Senator's Comments During Hearing Draw Strong Response
At a Senate Foreign Relations Committee hearing this week, a clash over America’s founding principles turned unusually sharp when Sen. Tim Kaine (D-Va.) suggested that language drawn directly from the Declaration of Independence sounded uncomfortably similar to the rhetoric of the Iranian regime.

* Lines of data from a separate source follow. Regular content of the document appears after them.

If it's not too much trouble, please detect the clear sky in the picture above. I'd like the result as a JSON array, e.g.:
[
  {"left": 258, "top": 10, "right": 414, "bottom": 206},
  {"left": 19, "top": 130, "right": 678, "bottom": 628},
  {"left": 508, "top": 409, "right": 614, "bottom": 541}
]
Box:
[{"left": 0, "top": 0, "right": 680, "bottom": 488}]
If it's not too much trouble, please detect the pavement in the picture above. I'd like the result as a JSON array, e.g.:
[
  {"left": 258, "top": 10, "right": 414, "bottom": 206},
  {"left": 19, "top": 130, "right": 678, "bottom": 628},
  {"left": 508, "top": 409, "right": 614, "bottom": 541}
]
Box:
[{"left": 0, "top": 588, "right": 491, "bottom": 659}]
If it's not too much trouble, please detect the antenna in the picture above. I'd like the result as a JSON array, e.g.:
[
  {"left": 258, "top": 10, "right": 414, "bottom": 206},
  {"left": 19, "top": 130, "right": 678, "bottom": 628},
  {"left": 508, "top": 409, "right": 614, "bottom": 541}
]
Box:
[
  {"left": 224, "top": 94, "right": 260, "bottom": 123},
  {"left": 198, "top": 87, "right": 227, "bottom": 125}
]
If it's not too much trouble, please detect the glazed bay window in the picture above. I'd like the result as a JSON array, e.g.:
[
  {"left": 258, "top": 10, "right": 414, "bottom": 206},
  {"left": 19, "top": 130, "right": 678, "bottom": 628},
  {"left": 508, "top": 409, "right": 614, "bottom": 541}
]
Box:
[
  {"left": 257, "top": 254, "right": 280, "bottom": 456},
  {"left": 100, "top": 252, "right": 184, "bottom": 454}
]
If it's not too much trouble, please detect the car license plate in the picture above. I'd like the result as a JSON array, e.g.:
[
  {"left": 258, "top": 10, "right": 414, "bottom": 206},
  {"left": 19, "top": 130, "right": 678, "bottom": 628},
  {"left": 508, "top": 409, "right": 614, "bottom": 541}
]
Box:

The exchange came as senators considered President Trump’s nominee Riley Barnes for assistant secretary of state for democracy, human rights, and labor. In his opening statement, Barnes echoed Secretary of State Marco Rubio, affirming a cornerstone of American philosophy: “We are a nation founded on a powerful principle, and that powerful principle is that all men are created equal, because our rights come from God our Creator — not from our laws, not from our governments.”
I’d like to respond to a disturbing contention from Senator Tim Kaine, during a recent confirmation hearing. pic.twitter.com/hvaYlQQybi
— Bishop Robert Barron (@BishopBarron) September 4, 2025
Barnes argued that this conviction was “a truth that our founders understood as essential to American self-government,” and a guiding principle for the bureau he had been nominated to lead.
But Kaine bristled at the phrasing. “The notion that rights don’t come from laws and don’t come from the government, but come from the Creator, that’s what the Iranian government believes,” Kaine said. He described Iran as a theocracy that claims divine authority for its power while persecuting Sunnis, Jews, Christians, and Bahá’ís. For Kaine, grounding rights in God raised troubling questions about who defines those rights when people disagree.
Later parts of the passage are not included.